Last Updated on Wednesday, 10 February 2010 15:31

Enzyme replacement therapies (ERT):

This program involves the injection of replacement enzymes : Recombinant enzymes are injected in order to replace the missing enzymes. In Europe, several diseases benefit from this type of therapy, notably Gaucher Disease Type I and Fabry Disease. Clinical trials are ongoing for Mucopolysaccharidosis Types I, II and IV and for infantile and juvenile forms of Glycogenosis Type II.

Trials also should soon be starting for Niemann-Pick Disease, Type B.
Synthesis of the recombinant enzyme for Sanfilippo Disease has already been achieved. The main limiting factor in its effectiveness is the inability to deliver it to the brain : at present the medication used in ERT cannot cross the hemato-encephalic barrier (Blood-Brain Barrier) and can thus only bring relief for the physical ailments due to the disease, without treating the central nervous system.
Scientists are now researching ways of bypassing this problem . Their strategy includes looking for new receptors, changing the degree of permeability of the hemato-encephalic barrier, using the process of transcytosis, or administering an intracerebral injection in which a small injection chamber would be used to avoid repeated blood sampling/blood loss.
The chamber would be placed under general anaesthesia.

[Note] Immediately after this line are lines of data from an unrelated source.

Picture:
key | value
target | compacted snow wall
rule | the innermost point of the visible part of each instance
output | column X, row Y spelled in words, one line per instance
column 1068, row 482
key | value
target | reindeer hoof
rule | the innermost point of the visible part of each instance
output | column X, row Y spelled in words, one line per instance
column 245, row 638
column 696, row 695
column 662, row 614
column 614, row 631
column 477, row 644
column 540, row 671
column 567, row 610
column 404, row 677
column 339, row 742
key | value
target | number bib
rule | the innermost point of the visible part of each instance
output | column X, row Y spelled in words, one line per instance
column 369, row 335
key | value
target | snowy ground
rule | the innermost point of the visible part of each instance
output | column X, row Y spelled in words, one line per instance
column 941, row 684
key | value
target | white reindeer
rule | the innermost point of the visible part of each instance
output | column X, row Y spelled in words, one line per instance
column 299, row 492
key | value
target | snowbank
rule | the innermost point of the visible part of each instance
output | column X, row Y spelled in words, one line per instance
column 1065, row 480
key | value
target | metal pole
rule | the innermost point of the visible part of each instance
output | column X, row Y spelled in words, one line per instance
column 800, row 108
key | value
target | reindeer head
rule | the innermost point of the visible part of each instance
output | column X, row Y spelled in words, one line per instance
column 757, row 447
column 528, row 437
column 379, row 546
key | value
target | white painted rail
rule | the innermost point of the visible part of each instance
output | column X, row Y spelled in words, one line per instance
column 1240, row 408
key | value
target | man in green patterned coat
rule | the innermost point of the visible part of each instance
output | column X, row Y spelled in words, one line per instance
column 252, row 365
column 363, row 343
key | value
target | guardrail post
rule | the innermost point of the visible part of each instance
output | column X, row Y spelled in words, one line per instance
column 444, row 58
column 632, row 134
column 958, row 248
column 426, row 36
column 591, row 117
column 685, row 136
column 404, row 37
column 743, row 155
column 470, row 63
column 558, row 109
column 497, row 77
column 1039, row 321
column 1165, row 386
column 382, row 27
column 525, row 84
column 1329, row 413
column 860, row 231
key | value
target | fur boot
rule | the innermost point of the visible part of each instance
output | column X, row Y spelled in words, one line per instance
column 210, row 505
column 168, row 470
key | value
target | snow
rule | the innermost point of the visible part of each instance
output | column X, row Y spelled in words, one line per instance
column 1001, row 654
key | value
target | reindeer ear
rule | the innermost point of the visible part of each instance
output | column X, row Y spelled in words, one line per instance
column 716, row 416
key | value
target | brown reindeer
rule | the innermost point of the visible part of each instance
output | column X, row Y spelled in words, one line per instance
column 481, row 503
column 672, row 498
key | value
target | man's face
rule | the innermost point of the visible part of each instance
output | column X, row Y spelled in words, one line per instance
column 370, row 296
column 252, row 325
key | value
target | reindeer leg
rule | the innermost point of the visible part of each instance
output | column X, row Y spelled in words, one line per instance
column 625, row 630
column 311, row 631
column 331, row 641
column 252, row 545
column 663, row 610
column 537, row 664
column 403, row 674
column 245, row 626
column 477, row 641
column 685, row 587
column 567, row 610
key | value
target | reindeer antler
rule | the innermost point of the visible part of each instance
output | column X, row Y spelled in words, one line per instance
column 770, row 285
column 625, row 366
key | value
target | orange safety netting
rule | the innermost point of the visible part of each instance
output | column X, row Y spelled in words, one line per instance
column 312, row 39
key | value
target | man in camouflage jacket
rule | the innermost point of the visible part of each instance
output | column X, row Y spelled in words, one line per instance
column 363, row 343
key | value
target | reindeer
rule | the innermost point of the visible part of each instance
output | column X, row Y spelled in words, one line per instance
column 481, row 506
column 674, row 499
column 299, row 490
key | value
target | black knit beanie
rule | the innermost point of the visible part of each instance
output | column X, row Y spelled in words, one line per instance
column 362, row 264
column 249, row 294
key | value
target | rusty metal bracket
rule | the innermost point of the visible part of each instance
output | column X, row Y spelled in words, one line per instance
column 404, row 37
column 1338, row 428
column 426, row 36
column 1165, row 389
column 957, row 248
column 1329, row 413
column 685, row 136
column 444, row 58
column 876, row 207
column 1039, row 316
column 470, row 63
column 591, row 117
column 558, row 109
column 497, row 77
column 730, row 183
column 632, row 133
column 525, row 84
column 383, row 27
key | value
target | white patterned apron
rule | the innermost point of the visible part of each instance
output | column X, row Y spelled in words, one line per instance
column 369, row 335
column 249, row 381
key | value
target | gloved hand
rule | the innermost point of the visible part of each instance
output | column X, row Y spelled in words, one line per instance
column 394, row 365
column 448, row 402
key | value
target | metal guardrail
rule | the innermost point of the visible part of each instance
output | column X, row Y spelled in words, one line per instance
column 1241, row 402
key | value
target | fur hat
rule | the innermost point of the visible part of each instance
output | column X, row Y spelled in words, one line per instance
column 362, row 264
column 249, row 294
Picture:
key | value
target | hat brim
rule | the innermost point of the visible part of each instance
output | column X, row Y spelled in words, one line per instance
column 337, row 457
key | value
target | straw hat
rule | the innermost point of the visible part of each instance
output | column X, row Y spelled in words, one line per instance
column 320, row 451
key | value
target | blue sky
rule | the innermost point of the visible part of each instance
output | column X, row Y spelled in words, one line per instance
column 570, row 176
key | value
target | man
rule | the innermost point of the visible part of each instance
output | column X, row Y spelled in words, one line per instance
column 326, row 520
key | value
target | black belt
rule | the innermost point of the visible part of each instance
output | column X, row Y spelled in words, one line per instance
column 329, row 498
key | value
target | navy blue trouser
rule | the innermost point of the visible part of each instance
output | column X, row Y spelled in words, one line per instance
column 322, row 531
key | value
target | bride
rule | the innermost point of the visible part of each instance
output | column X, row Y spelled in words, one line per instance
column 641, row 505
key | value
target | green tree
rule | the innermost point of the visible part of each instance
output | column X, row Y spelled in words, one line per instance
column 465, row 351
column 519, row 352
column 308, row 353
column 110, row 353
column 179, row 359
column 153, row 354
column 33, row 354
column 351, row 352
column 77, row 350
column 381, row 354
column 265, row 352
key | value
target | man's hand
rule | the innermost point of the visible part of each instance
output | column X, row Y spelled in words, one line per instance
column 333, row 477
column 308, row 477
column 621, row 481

It would be like a little bag in the abdomen, under the skin, with a tube the width of a thread leading all the way up to the brain. (The same system is used for chemotherapy ; except that the thread used for chemotherapy does not need to stay in place for long, whereas in this case it does)

 

Stop Codon Readthrough:

Certain compounds, such as aminoglycosides, are able to prevent the premature termination of protein production that is caused by a nonsense mutation. The principle of Readthrough is to eliminate a stop codon during the translation of ARN and re-establishing part of the production of the deficient enzyme.

 

Use of Chemical Molecular Chaperones which are specific to the Active Site (of the enzyme):

The increase in residual activity seems a promising lead, for some patients at least (i.e. for the usage of galactose in certain cases of Fabry Disease).
This lead could probably be used against nonsense mutations. It has yet been little explored with reference to Sanfilippo Disease, but could prove to have a very great potential in the long-run.
These research programs give us all a glimmer of hope, but we cannot wait passively for their results. We must contribute as actively as we can to make them progress as fast as possible: In the meantime the disease moves steadily on.